Newcomers consider a joint electoral list (1)
Mart Helme, the chairman of People's Conservative Party (EKRE), said that he is negotiating with the Party of People's Unity (RÜE), to form a joint electoral list for the spring elections.
Helme said that the joint list aims to reduce the disadvantage the two small parties have, in comparison to the big parliamentary parties.
According to Helme, one of the greatest obstacles they face is the lack of funding. Whereas Reform Party's yearly income is around 2.2 million euros, EKRE's takes in around 800 euros a month.
"The parliamentary parties revel in the money the pocket from the state budget. We, on the other hand, are self-financed by membership fees and personal donations. This makes a large difference.

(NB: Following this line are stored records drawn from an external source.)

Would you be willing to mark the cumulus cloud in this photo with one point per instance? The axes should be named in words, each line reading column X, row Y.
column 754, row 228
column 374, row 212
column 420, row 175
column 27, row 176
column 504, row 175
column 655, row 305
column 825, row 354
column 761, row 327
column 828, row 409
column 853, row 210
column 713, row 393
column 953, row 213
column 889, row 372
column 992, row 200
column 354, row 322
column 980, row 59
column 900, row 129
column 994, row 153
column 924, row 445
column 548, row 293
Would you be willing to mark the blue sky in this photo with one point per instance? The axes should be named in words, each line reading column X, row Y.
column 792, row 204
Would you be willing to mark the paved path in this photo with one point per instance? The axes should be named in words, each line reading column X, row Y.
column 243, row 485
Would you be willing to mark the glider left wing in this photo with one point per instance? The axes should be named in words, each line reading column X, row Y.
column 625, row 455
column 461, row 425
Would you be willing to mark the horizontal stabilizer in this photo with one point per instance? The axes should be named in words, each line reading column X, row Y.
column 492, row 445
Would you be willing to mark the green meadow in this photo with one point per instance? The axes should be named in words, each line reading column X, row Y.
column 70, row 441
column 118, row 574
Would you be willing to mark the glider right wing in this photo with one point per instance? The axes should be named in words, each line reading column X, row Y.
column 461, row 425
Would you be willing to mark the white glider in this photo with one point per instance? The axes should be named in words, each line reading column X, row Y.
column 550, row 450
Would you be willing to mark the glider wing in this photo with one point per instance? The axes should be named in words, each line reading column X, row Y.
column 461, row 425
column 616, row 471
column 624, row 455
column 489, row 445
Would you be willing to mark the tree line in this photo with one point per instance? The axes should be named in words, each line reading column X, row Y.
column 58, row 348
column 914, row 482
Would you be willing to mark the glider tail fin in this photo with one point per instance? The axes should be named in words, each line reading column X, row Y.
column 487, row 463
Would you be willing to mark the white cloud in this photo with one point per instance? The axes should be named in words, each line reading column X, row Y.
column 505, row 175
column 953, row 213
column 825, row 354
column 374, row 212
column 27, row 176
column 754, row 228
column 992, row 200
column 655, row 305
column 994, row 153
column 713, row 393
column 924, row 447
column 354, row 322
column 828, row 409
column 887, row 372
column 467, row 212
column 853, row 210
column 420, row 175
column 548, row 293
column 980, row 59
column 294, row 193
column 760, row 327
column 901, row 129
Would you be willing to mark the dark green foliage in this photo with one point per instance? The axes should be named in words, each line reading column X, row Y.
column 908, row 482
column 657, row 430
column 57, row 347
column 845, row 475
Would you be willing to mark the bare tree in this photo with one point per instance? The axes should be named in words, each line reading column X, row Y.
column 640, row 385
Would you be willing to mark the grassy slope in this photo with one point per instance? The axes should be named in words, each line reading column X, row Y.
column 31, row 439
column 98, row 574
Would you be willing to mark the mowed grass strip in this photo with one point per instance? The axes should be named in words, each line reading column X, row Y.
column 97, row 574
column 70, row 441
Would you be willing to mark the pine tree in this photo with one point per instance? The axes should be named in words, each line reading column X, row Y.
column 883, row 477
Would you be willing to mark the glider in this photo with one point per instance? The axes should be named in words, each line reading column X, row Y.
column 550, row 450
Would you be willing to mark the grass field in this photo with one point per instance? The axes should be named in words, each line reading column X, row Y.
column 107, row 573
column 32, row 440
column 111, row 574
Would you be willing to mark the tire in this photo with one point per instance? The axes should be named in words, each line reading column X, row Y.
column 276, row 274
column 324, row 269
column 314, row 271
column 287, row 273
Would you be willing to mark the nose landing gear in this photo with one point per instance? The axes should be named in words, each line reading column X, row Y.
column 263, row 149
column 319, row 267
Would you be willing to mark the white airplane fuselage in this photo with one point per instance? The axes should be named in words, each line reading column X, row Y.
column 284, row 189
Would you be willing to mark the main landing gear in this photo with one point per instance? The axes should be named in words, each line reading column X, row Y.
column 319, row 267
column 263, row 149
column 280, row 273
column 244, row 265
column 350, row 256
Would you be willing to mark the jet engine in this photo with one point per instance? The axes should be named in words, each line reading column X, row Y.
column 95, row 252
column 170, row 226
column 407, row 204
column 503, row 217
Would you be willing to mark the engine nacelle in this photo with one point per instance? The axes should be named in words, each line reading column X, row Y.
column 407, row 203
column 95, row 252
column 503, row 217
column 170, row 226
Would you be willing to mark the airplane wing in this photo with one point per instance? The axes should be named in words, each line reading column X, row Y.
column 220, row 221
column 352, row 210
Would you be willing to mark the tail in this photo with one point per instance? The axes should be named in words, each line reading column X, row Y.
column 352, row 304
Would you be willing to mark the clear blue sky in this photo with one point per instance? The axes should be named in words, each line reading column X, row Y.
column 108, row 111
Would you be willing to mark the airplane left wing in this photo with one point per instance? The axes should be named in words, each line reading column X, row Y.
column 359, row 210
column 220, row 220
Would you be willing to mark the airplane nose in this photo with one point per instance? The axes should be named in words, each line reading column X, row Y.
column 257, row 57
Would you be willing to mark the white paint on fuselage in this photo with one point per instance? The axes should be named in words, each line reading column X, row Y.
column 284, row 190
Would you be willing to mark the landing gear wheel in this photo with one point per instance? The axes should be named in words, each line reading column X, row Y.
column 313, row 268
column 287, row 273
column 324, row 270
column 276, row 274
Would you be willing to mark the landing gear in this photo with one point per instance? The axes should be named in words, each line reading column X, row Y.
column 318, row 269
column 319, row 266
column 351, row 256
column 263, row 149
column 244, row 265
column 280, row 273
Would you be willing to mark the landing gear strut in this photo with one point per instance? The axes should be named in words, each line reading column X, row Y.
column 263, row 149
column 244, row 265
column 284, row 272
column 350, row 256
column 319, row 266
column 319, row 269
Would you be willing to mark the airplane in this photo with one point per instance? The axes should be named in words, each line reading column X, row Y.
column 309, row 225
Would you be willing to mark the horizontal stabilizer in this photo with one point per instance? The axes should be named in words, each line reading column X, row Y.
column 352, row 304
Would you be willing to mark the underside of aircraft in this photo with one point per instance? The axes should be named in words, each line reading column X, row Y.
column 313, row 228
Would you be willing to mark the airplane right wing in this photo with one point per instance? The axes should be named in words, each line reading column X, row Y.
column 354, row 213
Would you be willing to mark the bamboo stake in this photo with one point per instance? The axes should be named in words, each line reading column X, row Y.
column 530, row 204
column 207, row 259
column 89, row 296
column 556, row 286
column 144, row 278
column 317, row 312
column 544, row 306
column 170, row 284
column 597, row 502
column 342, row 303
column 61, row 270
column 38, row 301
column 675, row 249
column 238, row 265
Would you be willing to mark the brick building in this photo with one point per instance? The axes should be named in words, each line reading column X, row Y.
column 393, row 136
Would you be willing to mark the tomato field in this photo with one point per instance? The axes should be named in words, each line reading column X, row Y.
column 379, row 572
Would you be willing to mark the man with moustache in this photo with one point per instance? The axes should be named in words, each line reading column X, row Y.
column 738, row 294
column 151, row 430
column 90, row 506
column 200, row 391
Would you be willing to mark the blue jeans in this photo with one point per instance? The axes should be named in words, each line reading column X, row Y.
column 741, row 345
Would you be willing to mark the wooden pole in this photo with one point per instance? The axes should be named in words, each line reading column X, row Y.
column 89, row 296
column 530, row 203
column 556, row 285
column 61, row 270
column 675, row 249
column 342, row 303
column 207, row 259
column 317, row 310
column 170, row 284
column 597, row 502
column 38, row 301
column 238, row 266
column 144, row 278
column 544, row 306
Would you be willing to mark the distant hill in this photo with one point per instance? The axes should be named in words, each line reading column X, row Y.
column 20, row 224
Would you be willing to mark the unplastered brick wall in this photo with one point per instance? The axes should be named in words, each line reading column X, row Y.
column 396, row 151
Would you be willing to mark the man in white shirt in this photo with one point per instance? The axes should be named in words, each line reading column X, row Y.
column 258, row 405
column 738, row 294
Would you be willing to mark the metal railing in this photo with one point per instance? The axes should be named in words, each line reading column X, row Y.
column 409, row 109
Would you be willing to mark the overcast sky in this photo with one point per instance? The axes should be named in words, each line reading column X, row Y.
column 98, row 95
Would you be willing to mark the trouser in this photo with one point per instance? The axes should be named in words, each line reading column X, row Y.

We saw during the European Parliament elections how the Reform Party and the IRL spent hundreds of thousands of euros on election campaigns, when we had to do the same with only a few tens of thousands," he told ETV's "Aktuaalne Kaamera".
As the law does not allow electoral unions, the two parties would have run under one name.
Consultations between EKRE and RÜE have been ongoing but they are yet to reach a decision.
Both parties agree that Estonian needs an overarching state reform. The cosmetic changes in the tax system that the large parties propose are no longer enough, said Kristiina Ojuland of the RÜE.
Helme said EKRE has written down their own list in case the negotiations fail through.
The Free Party has decided to decline the offer to join as well, preferring an electoral list opened to non-members.
"Merle Jääger has announced her candidacy and we have discussed this option with Peeter Volkonski. I hope that a the list will include a moderately green faction, including Jaan Riis and other people," said party leader Andres Herkel.
He added that the Free Party's platform also differs considerably from those of EKRE and RÜE.